Algerian human rights lawyer Rachid Mesli remains under house arrest in Aosta, Italy, following a hearing at a court in Turin on Tuesday.
Mesli, a political refugee who has lived in Switzerland since 2000, was detained Aug. 19 at the Swiss-Italian border on a 2002 international arrest warrant issued by Algerian authorities via Interpol.
The legal director of Alkarama Foundation, an independent outfit in Geneva focusing on rights issues in Arab countries, Mesli has been accused of providing "telephone information on a terrorist groups movement," and attempting to "supply terrorist groups with cameras and phones."
In a statement on the arrest, Alkarama said Algerian authorities are "twisiting his [Mesli’s] his work as a human rights lawyer in constant contact with victims of rights abuses and their families."
Amnesty International's asylum specialist Denise Graf told Al Jazeera America that while Tuesday’s hearing "positive" that Mesli’s ordeal is not yet over.
Mesli, she said, was "was given the opportunity to explain his situation and the judge was convinced about the arbitrariness of the whole procedure."

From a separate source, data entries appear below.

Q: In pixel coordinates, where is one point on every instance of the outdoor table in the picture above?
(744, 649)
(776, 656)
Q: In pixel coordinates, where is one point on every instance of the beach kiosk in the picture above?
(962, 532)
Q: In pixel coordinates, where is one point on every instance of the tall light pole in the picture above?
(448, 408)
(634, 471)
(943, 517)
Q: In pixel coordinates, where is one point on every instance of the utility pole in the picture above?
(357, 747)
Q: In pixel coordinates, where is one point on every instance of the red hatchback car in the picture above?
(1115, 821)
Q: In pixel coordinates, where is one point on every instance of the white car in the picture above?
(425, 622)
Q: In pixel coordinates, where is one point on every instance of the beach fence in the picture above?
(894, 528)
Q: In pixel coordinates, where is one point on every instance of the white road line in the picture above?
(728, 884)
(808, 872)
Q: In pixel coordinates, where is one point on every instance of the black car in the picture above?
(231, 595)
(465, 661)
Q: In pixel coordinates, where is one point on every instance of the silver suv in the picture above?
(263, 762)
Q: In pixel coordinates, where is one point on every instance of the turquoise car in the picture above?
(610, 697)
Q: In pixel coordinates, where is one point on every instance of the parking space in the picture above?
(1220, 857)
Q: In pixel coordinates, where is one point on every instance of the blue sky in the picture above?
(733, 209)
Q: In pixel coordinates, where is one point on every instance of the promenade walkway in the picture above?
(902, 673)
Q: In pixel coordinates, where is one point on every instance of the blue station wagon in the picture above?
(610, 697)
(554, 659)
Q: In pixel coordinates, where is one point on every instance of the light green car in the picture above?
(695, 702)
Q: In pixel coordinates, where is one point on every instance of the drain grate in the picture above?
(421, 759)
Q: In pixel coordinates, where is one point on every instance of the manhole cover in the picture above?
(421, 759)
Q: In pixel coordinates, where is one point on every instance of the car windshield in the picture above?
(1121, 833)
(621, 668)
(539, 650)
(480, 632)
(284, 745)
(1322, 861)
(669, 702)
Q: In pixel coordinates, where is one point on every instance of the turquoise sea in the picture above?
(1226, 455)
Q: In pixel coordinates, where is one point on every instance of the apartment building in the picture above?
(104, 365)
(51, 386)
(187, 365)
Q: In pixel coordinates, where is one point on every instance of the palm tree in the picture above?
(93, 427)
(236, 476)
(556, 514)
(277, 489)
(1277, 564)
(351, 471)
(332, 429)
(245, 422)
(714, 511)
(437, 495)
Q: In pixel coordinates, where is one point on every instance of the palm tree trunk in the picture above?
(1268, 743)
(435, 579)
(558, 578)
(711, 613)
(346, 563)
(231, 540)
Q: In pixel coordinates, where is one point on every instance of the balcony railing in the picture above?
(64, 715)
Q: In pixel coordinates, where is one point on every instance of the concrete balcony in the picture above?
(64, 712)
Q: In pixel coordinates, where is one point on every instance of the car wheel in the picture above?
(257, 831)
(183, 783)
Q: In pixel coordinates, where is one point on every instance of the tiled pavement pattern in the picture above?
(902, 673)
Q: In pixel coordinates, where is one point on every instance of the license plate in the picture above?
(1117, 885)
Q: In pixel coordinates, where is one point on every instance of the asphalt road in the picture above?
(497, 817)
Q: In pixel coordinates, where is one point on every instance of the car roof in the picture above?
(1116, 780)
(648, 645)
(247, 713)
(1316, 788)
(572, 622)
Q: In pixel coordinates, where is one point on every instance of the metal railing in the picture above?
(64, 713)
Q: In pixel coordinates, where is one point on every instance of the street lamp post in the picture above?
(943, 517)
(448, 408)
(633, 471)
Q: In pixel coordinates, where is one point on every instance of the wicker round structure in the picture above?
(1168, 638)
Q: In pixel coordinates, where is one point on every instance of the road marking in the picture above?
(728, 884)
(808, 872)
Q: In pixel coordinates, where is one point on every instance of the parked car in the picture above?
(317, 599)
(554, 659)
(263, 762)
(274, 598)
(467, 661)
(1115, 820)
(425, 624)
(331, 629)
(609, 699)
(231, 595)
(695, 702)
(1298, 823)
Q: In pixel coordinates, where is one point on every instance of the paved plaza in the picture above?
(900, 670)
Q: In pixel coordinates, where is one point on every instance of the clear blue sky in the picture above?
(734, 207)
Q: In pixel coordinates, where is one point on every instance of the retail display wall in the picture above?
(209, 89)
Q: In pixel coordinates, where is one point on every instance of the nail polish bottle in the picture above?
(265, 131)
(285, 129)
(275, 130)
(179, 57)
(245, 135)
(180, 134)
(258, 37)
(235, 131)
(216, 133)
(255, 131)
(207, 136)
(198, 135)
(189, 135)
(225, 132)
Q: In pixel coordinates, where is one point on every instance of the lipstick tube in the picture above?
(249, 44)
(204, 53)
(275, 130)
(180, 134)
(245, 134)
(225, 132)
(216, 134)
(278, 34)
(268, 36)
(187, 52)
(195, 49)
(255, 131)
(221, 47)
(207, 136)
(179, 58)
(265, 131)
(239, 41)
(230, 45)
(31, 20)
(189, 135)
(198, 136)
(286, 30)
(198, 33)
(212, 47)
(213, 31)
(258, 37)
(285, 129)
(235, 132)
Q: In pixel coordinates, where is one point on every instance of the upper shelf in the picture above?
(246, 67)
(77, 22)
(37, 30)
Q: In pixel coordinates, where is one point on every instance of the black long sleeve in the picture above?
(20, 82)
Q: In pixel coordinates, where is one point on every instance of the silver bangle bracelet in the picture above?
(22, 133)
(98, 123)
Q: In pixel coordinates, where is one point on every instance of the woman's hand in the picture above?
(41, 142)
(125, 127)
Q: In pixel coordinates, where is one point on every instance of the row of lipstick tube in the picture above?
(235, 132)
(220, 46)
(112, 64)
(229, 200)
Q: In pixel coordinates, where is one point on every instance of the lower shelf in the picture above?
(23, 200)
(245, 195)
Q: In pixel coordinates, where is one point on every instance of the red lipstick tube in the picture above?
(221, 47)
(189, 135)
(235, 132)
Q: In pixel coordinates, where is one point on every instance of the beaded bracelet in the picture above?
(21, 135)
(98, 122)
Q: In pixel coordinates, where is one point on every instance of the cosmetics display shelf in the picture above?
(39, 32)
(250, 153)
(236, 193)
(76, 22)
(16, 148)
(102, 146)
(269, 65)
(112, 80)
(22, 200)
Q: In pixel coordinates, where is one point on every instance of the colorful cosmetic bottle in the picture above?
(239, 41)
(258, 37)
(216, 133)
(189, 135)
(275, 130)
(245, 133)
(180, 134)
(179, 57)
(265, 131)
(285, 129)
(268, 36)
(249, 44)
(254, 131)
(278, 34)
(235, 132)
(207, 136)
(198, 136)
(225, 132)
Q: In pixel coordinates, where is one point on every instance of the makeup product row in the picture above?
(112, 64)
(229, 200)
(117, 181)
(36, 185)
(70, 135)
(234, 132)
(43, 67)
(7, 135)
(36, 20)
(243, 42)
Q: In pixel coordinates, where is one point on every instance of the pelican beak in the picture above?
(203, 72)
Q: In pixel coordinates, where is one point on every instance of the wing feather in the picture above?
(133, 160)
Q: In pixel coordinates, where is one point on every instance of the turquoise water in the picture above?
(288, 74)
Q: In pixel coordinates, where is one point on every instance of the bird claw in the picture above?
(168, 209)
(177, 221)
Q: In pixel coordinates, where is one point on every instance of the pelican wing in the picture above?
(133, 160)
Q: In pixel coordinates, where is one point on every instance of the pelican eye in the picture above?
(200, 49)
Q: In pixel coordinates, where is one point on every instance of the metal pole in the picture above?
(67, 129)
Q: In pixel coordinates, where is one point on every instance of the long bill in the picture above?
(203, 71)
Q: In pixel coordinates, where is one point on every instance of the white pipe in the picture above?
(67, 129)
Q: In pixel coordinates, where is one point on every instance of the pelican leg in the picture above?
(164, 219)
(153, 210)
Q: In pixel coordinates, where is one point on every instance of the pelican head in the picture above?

"This was only an intermediary hearing and no decision has been taken yet," said Graf, who had traveled to Italy to attend Mesli’s hearing.
According to a statement issued by Alkarama Foundation after the hearing, Algerian authorities have until Aug. 31 to formally demand Mesli’s extradition. Should that occur, a specialized judge would be appointed to the case - that judge has the authority to rule against the extradition.
But even if the extradition order is not issue by Aug. 31, the international arrest warrant will still remain in effect, meaning Mesli can at any point be subjected to a similar procedure whenever he travels.
Mesli was driving to Italy with his family for a vacation to Florence, Pisa and Siena when he was detained, Mesli told Al Jazeera America.
"I will face ill treatment and other human rights violations [such] as unfair trials," he said, when asked what he would face in the even of being extradited.
Although he knew about the arrest order, Mesli said he’d been able to travel freely until this recent incident.
"I have been controlled [questioned] in several countries … in England, Germany, Hungary, Turkey ... but I was never arrested," he said.
Algerian authorities had previously accused Mesli of terrorism after he worked as part of a legal team defending the Islamic Salvation Front, a banned group, in the 1990s.
He ultimately spent three years in prison on different charges — supporting terrorism. His 1997 trial was described by rights groups of having violated international standards for a fair trial.
Amnesty International’s Graf said she’d be surprised if Italy moved to extradite Mesli.
"It would be particularly surprising because the government under which Rachid Mesli has been judged in an unfair trial is still in place," she said.
The rights group routinely calls attention to Algeria’s rights violations.